Читаем The Night Manager полностью

Yet of all those present at the Fiddler's Club that night, only the leftover lawyer Harry Palfrey had any notion of the scope of Rex Goodhew's crusade. Palfrey was a degenerate. In every British organisation there is always one man who makes an art form of going to the devil, and in this one respect Hairy Palfrey was the River House's prize exhibit. Whatever he had done well in the first half of his life, Palfrey had systematically undone in the second ― whether it was his law practice, his marriage or the preservation of his pride, of which the last shameful tatters lingered in his apologetic grin. Why Darker kept him on, why anybody did, was no mystery at all: Palfrey was the failure who made everyone look successful by comparison.

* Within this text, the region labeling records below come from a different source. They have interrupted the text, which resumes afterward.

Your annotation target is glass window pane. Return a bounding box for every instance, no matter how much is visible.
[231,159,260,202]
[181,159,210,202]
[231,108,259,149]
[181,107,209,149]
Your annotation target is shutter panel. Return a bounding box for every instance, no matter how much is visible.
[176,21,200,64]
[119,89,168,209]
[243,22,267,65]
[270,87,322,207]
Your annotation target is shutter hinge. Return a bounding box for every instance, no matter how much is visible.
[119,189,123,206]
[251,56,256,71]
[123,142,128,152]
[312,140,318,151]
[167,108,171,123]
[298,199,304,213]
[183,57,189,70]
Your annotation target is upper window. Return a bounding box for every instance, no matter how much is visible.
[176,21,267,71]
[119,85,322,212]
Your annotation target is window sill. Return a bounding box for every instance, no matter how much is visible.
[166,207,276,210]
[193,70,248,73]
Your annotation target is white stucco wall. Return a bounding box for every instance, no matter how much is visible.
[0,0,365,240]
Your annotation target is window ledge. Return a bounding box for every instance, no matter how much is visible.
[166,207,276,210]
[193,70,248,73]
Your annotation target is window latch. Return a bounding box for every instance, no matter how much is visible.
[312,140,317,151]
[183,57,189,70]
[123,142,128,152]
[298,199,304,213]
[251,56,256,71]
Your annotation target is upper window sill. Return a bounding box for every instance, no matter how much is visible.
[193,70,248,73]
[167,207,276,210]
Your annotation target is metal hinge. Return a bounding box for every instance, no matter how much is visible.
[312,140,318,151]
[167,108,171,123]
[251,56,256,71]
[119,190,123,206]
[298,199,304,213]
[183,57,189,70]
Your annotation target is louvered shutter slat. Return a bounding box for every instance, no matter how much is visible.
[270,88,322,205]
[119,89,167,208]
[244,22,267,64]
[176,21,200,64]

Nothing was too humble for him, nothing too demeaning. If there was scandal, Palfrey was ever willing to be slaughtered. If murder was to be done, Palfrey was on hand with a bucket and cloth to mop up the blood and find you three eyewitnesses to say you were never there. And Palfrey, with the wisdom of the corrupt, knew Rex Goodhew's story as if it were his own ― which in a sense it was, since he had long ago made the same perceptions as Goodhew, even if he had never had the courage to draw the same conclusions.

The story was that after twenty-five years before the Whitehall mast, something inside Goodhew had discreetly snapped.

Perhaps it was the ending of the Cold War that had caused it.

Goodhew had the modesty not to know.

The story was that one Monday morning Goodhew woke as usual and decided with no premeditation that for far too long, in the misused name of freedom, he had been sacrificing scruple and principle to the great god expediency, and that the excuse for doing so was dead.

And that he was suffering from all the bad habits of the Cold War without their justification. He must mend his ways or perish in his soul. Because the threat outside the gates had gone. Decamped. Vanished.

But where to begin? A perilous bicycle ride supplied him with his answer. On the same rainy February morning, the eighteenth ― Rex Goodhew never forgot a date ― he was cycling from his home in Kentish Town to Whitehall as usual, weaving between the choked columns of commuter cars, when he experienced a silent epiphany. He would crop the secret octopus.

He would give away its powers to separate, smaller agencies and make each of them separately accountable. He would deconstruct, decentralise, humanise. And he would begin with the most corrupting influence of all: the unholy marriage between Pure Intelligence, Westminster and the covert weapons trade, presided over by Geoffrey Darker of the River House.

* * *

How did Harry Palfrey know all this? Goodhew had told him. Goodhew, out of his Christian decency, had invited Palfrey to Kentish Town at summer weekends to drink Pimm's in the garden and play silly cricket with the kids, well aware that, in his shabby, grinning way, Palfrey was near the dangerous edge. And after dinner, Goodhew had left Palfrey at the table with his wife so that he could pour out his soul to her, because there is nothing that dissolute men like better than confessing themselves to virtuous women.

And it was in the afterglow of one such luxurious unbaring that Harry Palfrey, with pathetic alacrity, volunteered to become Goodhew's informant on the backstairs machinations of certain wayward barons at the River House.

FIVE

Zürich huddled low beside the lake, shivering under a freezing grey cloud.

"My name's Leonard," Burr announced, hauling himself out of Quayle's office chair like someone about to intervene in a brawl. "I do crooks. Smoke? Here. Poison yourself."

He made the offer sound so much like a jovial conspiracy that Jonathan obeyed at once and ― though he smoked rarely and always regretted it afterwards ― took a cigarette. Burr drew a lighter from his pocket, cocked it and fired it at Jonathan's face.

"I expect you think we let you down, don't you?" he said, going for the point of most resistance. "You and Ogilvey had quite a how-d'you-do before you left Cairo, if I'm correct."

I thought you let her down, Jonathan almost replied. But his guard was up, so he gave his hotelier's smile and said, "Oh, nothing terminal, I'm sure."

Burr had thought carefully about this moment and decided on attack as his best defence. Never mind he harboured the worst suspicions of Ogilvey's part in the affair: this was no moment to suggest he was speaking for a divided house.